The economic potential of adaptation
A growing body of economic analysis suggests that addressing climate change is not only urgent but can also deliver economic benefits over the medium and long term. The Organisation for Economic Co-operation and Development (OECD) estimates that integrated climate and growth strategies could raise G20 GDP by around 2.8% by 2050, and by close to 5% when accounting for avoided damages from adaptation. The OECD also notes that climate policies can deliver short-term benefits (around 1% of GDP) when they promote investment in sustainable projects and technological innovation.
Moreover, an increasing number of companies recognize that sustainability strategies not only respond to social needs or regulatory requirements, but can also drive innovation, growth, and new business opportunities, as highlighted in Morgan Stanley’s Sustainable Signals: Corporates 2025 report.
Resilience and opportunity in advancing the energy transition
As the energy transition progresses, critical infrastructure—including networks, storage, digitalization, and industrial systems—is becoming increasingly central. However, this new energy system must also be designed with climate risks in mind, ensuring flexibility and adaptability from the outset.
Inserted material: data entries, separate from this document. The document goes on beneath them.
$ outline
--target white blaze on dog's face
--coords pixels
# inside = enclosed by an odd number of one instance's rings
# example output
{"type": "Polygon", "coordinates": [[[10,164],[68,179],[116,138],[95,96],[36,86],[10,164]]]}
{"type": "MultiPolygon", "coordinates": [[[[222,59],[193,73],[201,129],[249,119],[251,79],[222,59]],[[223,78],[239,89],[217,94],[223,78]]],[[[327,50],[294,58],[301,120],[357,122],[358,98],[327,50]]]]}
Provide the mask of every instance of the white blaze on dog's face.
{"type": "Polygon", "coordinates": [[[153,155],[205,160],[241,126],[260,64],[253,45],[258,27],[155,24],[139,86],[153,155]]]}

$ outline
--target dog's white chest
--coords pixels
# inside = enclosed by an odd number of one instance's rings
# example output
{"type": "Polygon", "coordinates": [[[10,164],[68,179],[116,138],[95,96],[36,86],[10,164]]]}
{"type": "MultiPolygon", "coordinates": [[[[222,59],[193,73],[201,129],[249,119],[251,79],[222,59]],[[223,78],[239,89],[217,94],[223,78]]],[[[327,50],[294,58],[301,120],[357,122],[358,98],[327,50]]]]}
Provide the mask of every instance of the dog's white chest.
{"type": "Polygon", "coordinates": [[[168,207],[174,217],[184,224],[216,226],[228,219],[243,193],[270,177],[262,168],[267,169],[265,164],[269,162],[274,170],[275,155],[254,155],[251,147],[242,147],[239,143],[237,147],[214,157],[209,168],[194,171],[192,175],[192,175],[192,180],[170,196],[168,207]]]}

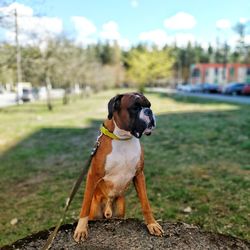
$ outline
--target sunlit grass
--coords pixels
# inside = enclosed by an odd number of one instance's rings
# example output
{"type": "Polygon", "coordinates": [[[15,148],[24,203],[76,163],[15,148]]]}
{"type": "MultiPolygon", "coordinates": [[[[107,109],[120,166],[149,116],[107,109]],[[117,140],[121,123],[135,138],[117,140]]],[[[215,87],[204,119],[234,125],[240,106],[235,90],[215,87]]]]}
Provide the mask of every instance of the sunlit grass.
{"type": "MultiPolygon", "coordinates": [[[[0,244],[53,226],[107,116],[112,90],[0,110],[0,244]],[[17,218],[15,226],[11,219],[17,218]]],[[[157,129],[144,137],[147,190],[156,218],[250,239],[250,106],[147,94],[157,129]],[[190,213],[184,213],[191,207],[190,213]]],[[[67,215],[74,221],[82,192],[67,215]]],[[[127,216],[142,218],[134,189],[127,216]]]]}

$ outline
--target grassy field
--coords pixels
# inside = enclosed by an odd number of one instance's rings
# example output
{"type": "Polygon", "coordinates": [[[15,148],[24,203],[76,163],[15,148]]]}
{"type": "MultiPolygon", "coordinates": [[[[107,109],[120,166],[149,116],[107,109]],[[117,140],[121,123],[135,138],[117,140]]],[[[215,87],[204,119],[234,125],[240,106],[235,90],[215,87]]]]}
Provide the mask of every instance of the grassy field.
{"type": "MultiPolygon", "coordinates": [[[[55,225],[118,92],[58,101],[52,112],[42,103],[0,110],[0,245],[55,225]]],[[[147,96],[157,115],[142,139],[156,218],[250,239],[250,106],[147,96]]],[[[77,219],[82,192],[66,222],[77,219]]],[[[133,187],[126,206],[127,217],[142,218],[133,187]]]]}

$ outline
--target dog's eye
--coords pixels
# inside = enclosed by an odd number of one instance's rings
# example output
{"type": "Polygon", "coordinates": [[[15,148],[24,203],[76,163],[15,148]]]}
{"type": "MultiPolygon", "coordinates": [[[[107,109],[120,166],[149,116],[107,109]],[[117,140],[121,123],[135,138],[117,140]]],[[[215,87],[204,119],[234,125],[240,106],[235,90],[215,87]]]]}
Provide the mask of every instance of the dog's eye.
{"type": "Polygon", "coordinates": [[[141,108],[140,108],[140,106],[138,106],[138,105],[135,105],[134,107],[133,107],[133,110],[135,110],[135,111],[138,111],[138,110],[140,110],[141,108]]]}

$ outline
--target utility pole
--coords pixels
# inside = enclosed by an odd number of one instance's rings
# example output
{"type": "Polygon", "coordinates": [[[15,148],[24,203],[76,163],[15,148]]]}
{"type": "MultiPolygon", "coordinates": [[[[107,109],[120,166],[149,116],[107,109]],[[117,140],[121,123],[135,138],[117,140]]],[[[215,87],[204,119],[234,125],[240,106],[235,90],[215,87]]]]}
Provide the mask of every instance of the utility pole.
{"type": "Polygon", "coordinates": [[[22,82],[22,68],[21,68],[21,53],[20,53],[20,46],[19,46],[19,27],[18,27],[18,20],[17,20],[17,10],[14,10],[15,16],[15,40],[16,40],[16,88],[17,88],[17,102],[19,102],[19,93],[18,93],[18,83],[22,82]]]}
Investment in climate-adapted infrastructure, more robust energy systems, and advanced risk management tools can help reduce operational disruptions, protect supply chains, and enhance financial stability, creating new competitive opportunities.
For countries such as Spain, which aim to lead the energy transition and strengthen Europe’s strategic autonomy, the challenge is to advance toward a decarbonized economy while incorporating climate adaptation criteria. Integrating resilience into infrastructure, value chains, and business models not only helps mitigate risks but also enables countries and companies to capture the economic opportunities arising from the energy transition, such as the development of new industrial projects.
In a global environment shaped by climate and geopolitical uncertainty, resilience is emerging as a key strategic lever for growth. Companies and countries that invest early in preparedness and adaptation will be better positioned to protect their assets, attract investment, and lead the transition to a low-carbon economy.